ISM: After Struggling, Manufacturing Sector Contracts for First Time Since 2020
Last month, the U.S. manufacturing economy shrank for the first time since the summer of 2020, according to the latest survey from the Institute for Supply Management. The ISM’s Purchasing Manager’s Index fell to 49.0% in November 2022, 1.2 points lower than in October and 5.5 points better than it was in May 2020.
The period between last month and May 2020 was marked by strong demand for manufactured products that, despite the substantial hurdle of sourcing supplies and talent to make them, managed to drive manufacturing growth for about 30 months straight.
That demand is slowly petering out. The ISM’s index for new orders fell from 49.2 to 47.2%, indicating faster growth. Timothy Fiore, chair of the ISM’s manufacturing business survey committee, noted that several survey indicators of demand had fallen.
“The November composite index reading reflects companies’ preparing for future lower output,” he said in the report, noting that the new orders and new export orders have both fallen for three and four months, respectively.
Other key indicators for manufacturing growth were mixed but mostly negative. The employment index fell from unchanged in October at 50% to 48.4%, indicating more trouble for businesses hiring employees. The production index, however, fell slightly but remained in growth territory, dropping 0.8 points to 52.3%.
In comments on the survey, manufacturing executives echoed the survey’s findings as they related to their own businesses.

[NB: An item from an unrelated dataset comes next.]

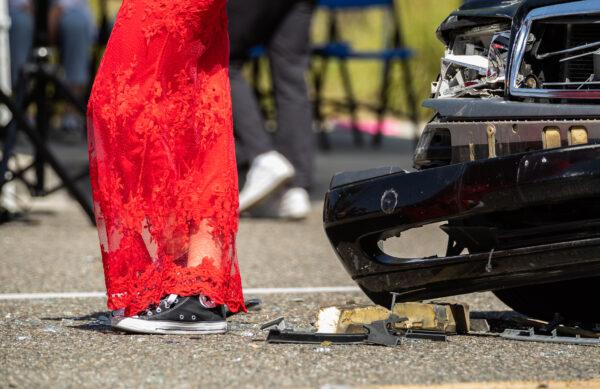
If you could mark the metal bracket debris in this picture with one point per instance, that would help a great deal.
(530, 335)
(381, 332)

“Customer demand is softening, yet suppliers are maintaining high prices and record profits,” reported an executive in the computers and electronics industry. A leader in the electrical equipment and appliances sector noted that lower housing starts were hurting demand. “We’re sitting on cash that is tied up in inventory,” they said. And a machinery executive said slackening demand seemed tied to economic concerns.
“General economic uncertainty has created a slowdown in orders as we approach the end of the year, and many of our key customers are reducing their capital expenditures spend,” they said.